Even now, as a number of countries have swum feverishly toward safer ground, the United States has spent the past couple of months of near-nationwide lockdown merely treading water. It has yet to roll out robust testing across the country, despite Donald Trump’s assertions since March that anybody who wants a test can get one. It has also failed to develop proper contact-tracing systems, as other nations have, and to meaningfully flatten the curve outside New York.
Amid all this, Trump has exhibited more hubris than humility. . . . . He has stated, referring to America’s coronavirus response, that German Chancellor Angela Merkel, Japanese Prime Minister Shinzo Abe, and “so many” other world leaders, “almost all of them—I would say all of them; not everybody would want to admit it—but they all view us as the world leader, and they're following us.” Even after he has asked the South Korean government to send tests and medical equipment to the United States to help combat the coronavirus, Trump is insisting that the country cough up much more money for the privilege of stationing U.S. troops there. It’s a measure of traditional American hard power that seems obsolete these days, relative to South Korea’s newfound clout as a world leader in addressing COVID-19. My colleague Anne Applebaum has argued that Trump’s proposal in April that people inject themselves with disinfectant, to the horror of scientists and laughter of people at home and abroad, marked an “acceleration point” for a “post-American, post-coronavirus world … in which American opinions will count less.”
A number of countries that have had more success against the coronavirus have demonstrated greater open-mindedness about learning from their peers. Taiwanese officials are watching Iceland’s mass-testing efforts, while the German government is explicitly modeling its response after South Korea’s “trace, test, and treat” campaign.
In the United States too, even before the virus hit, attitudes toward learning from other countries were beginning to change. During the 2016 presidential campaign, Hillary Clinton critiqued Bernie Sanders’s proclivity to look to other countries for policy insights and innovations (“We are not Denmark. I love Denmark.
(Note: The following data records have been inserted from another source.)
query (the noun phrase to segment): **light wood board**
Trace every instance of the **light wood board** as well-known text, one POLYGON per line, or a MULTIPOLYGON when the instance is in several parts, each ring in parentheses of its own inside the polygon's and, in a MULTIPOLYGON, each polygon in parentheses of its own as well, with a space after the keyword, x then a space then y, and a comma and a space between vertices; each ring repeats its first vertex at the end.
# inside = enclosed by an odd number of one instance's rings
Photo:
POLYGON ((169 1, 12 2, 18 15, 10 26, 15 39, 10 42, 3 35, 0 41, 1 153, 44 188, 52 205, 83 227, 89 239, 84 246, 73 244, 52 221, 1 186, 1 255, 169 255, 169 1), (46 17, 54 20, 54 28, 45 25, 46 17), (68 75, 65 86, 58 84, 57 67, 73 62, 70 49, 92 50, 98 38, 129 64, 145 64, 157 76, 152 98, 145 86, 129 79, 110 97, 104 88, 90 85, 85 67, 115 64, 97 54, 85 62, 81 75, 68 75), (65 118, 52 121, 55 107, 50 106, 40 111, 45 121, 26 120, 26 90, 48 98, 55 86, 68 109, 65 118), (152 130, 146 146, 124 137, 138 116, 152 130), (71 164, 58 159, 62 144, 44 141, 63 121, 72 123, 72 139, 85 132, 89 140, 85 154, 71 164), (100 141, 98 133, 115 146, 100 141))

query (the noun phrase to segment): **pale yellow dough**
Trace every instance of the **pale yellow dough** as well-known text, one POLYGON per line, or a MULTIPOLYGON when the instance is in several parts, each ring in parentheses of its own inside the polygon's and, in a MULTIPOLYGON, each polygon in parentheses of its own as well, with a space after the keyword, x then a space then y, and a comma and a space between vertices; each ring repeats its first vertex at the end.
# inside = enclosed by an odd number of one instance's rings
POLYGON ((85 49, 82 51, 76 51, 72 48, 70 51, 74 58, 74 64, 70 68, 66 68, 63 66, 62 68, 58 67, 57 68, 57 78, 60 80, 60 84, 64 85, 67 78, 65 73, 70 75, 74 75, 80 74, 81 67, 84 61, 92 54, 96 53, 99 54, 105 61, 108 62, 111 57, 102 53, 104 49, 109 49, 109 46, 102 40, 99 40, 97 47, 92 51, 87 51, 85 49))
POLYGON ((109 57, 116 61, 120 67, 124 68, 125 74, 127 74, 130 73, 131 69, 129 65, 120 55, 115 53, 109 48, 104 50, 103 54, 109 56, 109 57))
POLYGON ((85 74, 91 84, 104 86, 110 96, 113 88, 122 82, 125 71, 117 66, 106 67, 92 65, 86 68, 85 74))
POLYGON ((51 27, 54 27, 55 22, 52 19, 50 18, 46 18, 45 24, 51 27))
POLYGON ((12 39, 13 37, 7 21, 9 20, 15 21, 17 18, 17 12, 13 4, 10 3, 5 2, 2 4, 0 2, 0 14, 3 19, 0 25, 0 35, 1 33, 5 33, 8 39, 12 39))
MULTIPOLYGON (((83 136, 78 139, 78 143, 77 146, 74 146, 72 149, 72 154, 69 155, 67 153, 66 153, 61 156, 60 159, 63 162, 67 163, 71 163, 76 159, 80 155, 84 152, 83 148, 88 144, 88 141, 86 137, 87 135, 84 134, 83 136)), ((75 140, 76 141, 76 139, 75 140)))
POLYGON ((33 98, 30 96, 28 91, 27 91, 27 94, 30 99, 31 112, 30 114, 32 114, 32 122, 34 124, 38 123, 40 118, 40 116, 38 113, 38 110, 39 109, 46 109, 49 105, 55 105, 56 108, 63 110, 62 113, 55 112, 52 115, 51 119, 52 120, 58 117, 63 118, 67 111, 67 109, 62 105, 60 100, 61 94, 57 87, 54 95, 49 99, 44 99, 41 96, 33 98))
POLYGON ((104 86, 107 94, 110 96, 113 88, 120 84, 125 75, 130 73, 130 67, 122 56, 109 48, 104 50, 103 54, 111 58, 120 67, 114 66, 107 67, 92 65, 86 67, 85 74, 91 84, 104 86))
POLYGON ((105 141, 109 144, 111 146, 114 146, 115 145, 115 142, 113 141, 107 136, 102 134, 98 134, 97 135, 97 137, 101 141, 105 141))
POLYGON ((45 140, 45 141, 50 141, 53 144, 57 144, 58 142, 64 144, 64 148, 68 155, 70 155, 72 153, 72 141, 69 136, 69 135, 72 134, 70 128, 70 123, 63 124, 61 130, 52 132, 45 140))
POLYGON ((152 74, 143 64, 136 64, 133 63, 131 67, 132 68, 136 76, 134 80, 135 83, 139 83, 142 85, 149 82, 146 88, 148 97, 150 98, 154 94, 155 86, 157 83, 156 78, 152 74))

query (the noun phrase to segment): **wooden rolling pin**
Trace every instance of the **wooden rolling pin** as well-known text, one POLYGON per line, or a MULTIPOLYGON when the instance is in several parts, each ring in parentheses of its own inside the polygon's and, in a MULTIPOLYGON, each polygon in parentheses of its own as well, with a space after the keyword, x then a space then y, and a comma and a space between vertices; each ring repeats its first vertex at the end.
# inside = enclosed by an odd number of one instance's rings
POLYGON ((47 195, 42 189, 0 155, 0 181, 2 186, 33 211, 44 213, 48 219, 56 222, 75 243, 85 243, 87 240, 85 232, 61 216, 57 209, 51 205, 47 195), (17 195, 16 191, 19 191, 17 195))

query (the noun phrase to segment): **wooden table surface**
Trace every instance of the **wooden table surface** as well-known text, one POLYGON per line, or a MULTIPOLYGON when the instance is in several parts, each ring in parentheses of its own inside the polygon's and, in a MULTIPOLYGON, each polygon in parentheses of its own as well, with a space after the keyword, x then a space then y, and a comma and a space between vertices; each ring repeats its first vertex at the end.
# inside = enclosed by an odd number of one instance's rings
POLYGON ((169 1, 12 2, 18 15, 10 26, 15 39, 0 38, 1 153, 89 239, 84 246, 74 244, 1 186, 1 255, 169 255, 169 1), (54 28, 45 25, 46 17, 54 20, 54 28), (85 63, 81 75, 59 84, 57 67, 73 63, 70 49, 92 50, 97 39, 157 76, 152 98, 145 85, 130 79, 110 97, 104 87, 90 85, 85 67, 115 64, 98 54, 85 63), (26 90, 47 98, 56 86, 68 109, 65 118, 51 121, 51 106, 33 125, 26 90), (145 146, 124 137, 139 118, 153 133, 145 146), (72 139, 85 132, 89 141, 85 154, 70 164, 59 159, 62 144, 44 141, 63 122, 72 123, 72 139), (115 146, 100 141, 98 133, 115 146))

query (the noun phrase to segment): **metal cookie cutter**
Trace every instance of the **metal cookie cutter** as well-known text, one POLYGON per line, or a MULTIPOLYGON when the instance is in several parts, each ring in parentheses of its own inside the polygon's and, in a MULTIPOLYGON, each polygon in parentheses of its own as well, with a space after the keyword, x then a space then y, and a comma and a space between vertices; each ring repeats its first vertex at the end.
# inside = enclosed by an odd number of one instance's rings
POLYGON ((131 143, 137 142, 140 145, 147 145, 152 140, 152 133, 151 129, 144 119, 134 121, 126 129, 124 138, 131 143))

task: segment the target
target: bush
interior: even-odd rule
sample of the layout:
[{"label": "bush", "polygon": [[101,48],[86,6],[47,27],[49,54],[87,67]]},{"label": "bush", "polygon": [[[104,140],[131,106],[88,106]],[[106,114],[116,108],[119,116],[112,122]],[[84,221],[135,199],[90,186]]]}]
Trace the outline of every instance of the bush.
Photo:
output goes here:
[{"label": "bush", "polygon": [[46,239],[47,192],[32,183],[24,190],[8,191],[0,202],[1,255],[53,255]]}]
We are the United States of America,” Clinton said), but many of Sanders’s fellow candidates during the 2020 Democratic primary echoed his admiration for other countries’ achievements. “The No. 1 place to live out the American Dream right now is Denmark,” Pete Buttigieg stated during one debate.
The United States, of course, still has tremendous capacity to teach. But it also may need to emerge from this crisis recognizing that it has equal capacity to learn. To learn is to admit room for improvement, and thus to improve, especially in dealing with modern-day threats such as pandemics, which America doesn’t have much experience contending with as a superpower. The United States could, for example, easily seize on the momentum among many of its allies to pool lessons learned and coordinate policies to combat the virus and reopen economies.
I will not hold my breath waiting for Americans - especially those who support the GOP and its growing embrace of ignorance and white nationalism to learn from others anytime soon.  Meanwhile, people will literally dies because of the belief in American exceptionalism.